In elderly people it is rare for brain tumours to present solely as a slowly progressive confusional state. Usually the confusion is accompanied by other symptoms and signs such as headache, weakness of the limbs (usually on one side only) and falls. Brain tumours are diagnosed in the same way as the collection of blood (via CT scan). Unfortunately most brain tumours in elderly people are malignant and are secondary deposits from a main tumour growing elsewhere (e.g. lung, breast etc.) Primary brain tumours of many types do occur but the prognosis for all of them is quite poor. Most tumours respond temporarily to radiotherapy or to high-dose steroids, both of which shrink the tumour and the associated swelling to stop it pressing on other vital brain structures.
Benign (non-malignant) brain tumours are quite rare. When they are detected as part of a screening procedure for chronic confusion they can be removed, depending on their size, position and on the physical state of the person concerned.
There is debate as to whether all cases of chronic confusion should have some form of brain scan (CT scan or the more recently developed MRI – magnetic resonance imaging).
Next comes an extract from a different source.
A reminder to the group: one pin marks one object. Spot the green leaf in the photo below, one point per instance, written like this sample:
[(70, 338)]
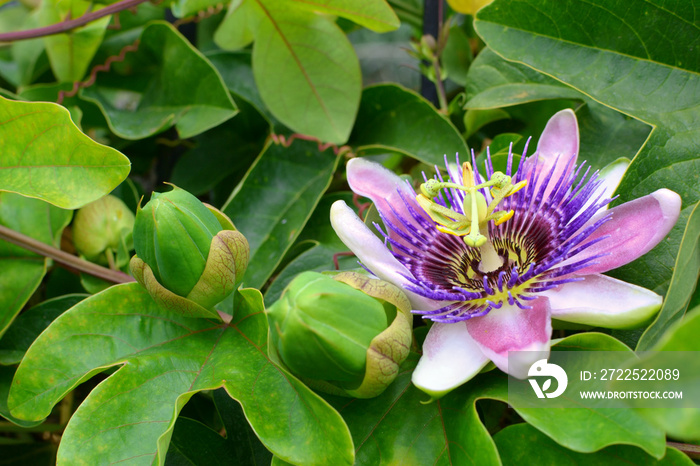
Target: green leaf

If all cases of chronic confusion are screened in this way the pick-up rate for brain tumours and collections of blood is low, however the general ‘cost’ to the individual and the real costs to the health service are very high when a treatable cause is missed. Accurate diagnosis would also be helped. The outcome in terms of type of care, prognosis and impact on carers between a diagnosis of dementia and that of brain secondaries is very different indeed. Current resources are severely rationed, however, and until that change it seems appropriate only to scan those people where the suspicion of a treatable or relievable cause is high, and to encourage discussion between GP, geriatrician and neurologist at every opportunity.